Daniel Buren installd his famous columns inside the Royal Palace, a sumptuous building built for Richelieu in the 17th century,

260 columns striped in black and white

Installed in the main courtyard of the Royal Palace, the installation is made up of 260 columns striped in black and white. All the columns take root in the basement and emerge in the open air at different heights, which creates a particular rhythm, and a strong contrast with the classical architecture of the Palace that surrounds them. Among multiple explanations, an undeniable reference is in any case made to ancient times, the columns representing, among other symbols, an archaeological land. A work that since its construction in 1985, has almost been destroyed several times !

Daniel Buren

Controversy concerning the columns

After its creation, heated controversy erupted over the disfigurement caused by the columns on the monument of the Royal Palace. Jacques Chirac, Mayor of Paris, even tried to stop the work in 1986, and the Minister of Culture at the time, François Léotard, even mentioned the possibility of destroying the installation.
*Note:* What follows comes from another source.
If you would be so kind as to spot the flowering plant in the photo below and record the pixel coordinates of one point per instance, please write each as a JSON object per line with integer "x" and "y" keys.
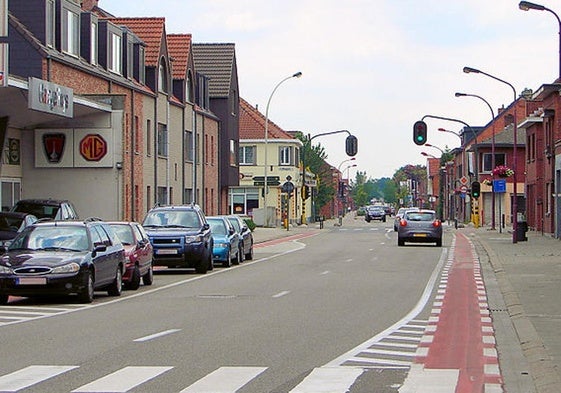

A project that will be forgotten after many legal actions, initiated by the artist Daniel Buren himself. The work was renovated in 2008, and today has succeeded in establishing itself in the landscape of the Royal Palace. Without yet being unanimous…

The viewer’s sensitivity and reflection

These columns were created by the artist Daniel Buren, a French painter and sculptor, born in Boulogne-Billancourt on March 25, 1938. Daniel Buren creates hundreds of site-specific works all over the world that underline, contrast or highlight the characteristics of the places that host him. Buren’s works, which are measured against a set of questions related to perception, color, architecture or spatial relations, aim to allow direct perception and to provoke a response that solicits the viewer’s sensitivity and reflection. His art invades space to reveal its spatial, institutional and aesthetic limits. Neither painting, nor sculpture, nor architecture, nor decor, each of Buren’s creations renews the relationship between the work, the place and the spectator.

An obssession due to chance

“I don’t exhibit striped bands, but striped bands in a certain context” Daniel Buren This obsession of Daniel Buren for stripes is due to chance. In September 1965, he discovered a striped awning fabric at the Saint-Pierre Market, the components of which then became the very basis of his artistic vocabulary: an alternation of white and colored vertical bands 8.7 cm wide. The choice of an industrially produced motif perfectly meets the artist’s desire for objectivity, allowing him to accentuate the impersonal character of his work. At first, Buren uses this banal canvas as a support: he first paints organic and random shapes which reveal the bands in part, then reduces his gesture until he only covers the two extreme bands with white acrylic paint. In 1967, Buren carried out “wild displays” in the street. He also carries out leaflet distributions, subway interventions and sandwich-man parades.

The Golden Lion at the Venice Biennale

From 1968, his personal exhibition at the Apollinaire gallery in Milan and his participation in the international “Prospect” events in 1968 and 1969 in Düsseldorf, marked the beginning of his celebrity. He thus began to exhibit in museums in the 1970s. Buren was excluded from the Fifth International Exhibition of the Solomon R. Guggenheim Museum in New York in 1971 by Donald Judd and Dan Flavin, for having stigmatized the dominant architecture of Frank Lloyd Wright with the suspension of a piece of striped fabric of 200 m2 right in the middle of the building’s central spiral. A year later, during Documenta V in Kassel, he lined the picture rails on which the works of other artists were hung with striped paper. It was in 1986 that Daniel Buren produced his most famous work entitled “Les Deux Plateaux“, an in situ installation commissioned by the State for the main courtyard of the Palais-Royal. Better known under the name of “Columns Buren” this work generates a national controversy and establishes the notoriety of the artist. In 1986 Buren obtained the Golden Lion at the Venice Biennale for the prize for the best pavilion.